Data & Knowledge Engineering

Action Conceptualization (Yu, Kaiqi)
In semantic analysis, verbs are important hints for correctly understand the whole sentence rather than discrete nouns. Verbs can specify one sense from multi-sense nouns while in the opposite direction, nouns also constrains the usage of verbs. The goal of our project is to extracts the underlying relation between verbs and nouns, abstract the noun arguments of the verbs (We call it conceptualization), and builds a verb centered lexicon. Our lexicon can be used in argument identification, action frames generation and term similarity computation.

Mind Drifting (Keyang)
We propose to build a semantic network for concept association, which tries to model human’s mind-drifting process. That is, we propose to model the process how people’s thinking drifts from concept A to concept B, and then from concept B to concept C, etc. We try to discover the association chain and latent bridge concepts for each pair of concepts in the network and measure how strong the association is. The discovered association chain, latent concepts and association strength measurement can find many applications in information retrieval, data mining and natural language process (NLP) area.

Question Answering (Kangqi, Yang, Jenny)
Automatic question answering is an open research topic in natural language processing. Each question contains a real world relation between entities. Our project aims at digging semantic meeanings behind the question, finding the correct relation and relation arguments in the question, and finally, transforming them to a machine-readable representaion and query the answer in structured knowledge bases, such as Freebase and YAGO.

Source Code Topic Mining (Ke, Jacky)
This is a project cooperated with Oracle Australia. Oracle made a product named CodeMap, developing a scalable, spatial visualisation for large codebases based on a world-map metaphor. The core of the idea is mapping the continent/country/state/city/etc. hierarchy of a map to the equivalent in a code base, e.g. architectural component/package/class/method/etc. A mining project, which aims to find the related topics from source code repository, maps the code data to the concepts from a taxonomy. We try to build a graphical model of repositories and find the latent topics of the code.

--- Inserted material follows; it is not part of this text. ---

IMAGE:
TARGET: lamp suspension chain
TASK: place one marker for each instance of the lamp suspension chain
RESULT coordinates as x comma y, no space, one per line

High-order Graph-based Dependency Parser (Bean, Yizhong, Jia)
Our project is about to improve performance of graph-based parser by introduce high-order features while not worsening the efficiency. High-order features do allow parser to consider more (e.g. sibling, grandparent etc. ) while parsing and scoring, however, it also brings a problem of parsing speed. How to make a trade-off between accuracy and speed is worth exploring.

Causality Extraction (Jessie, Yuchen)
Causality can help for human reasoning and decision making. We extract casuality(cause-effect pairs) from web corpus. This work aims to extend the causal relation for WordNet.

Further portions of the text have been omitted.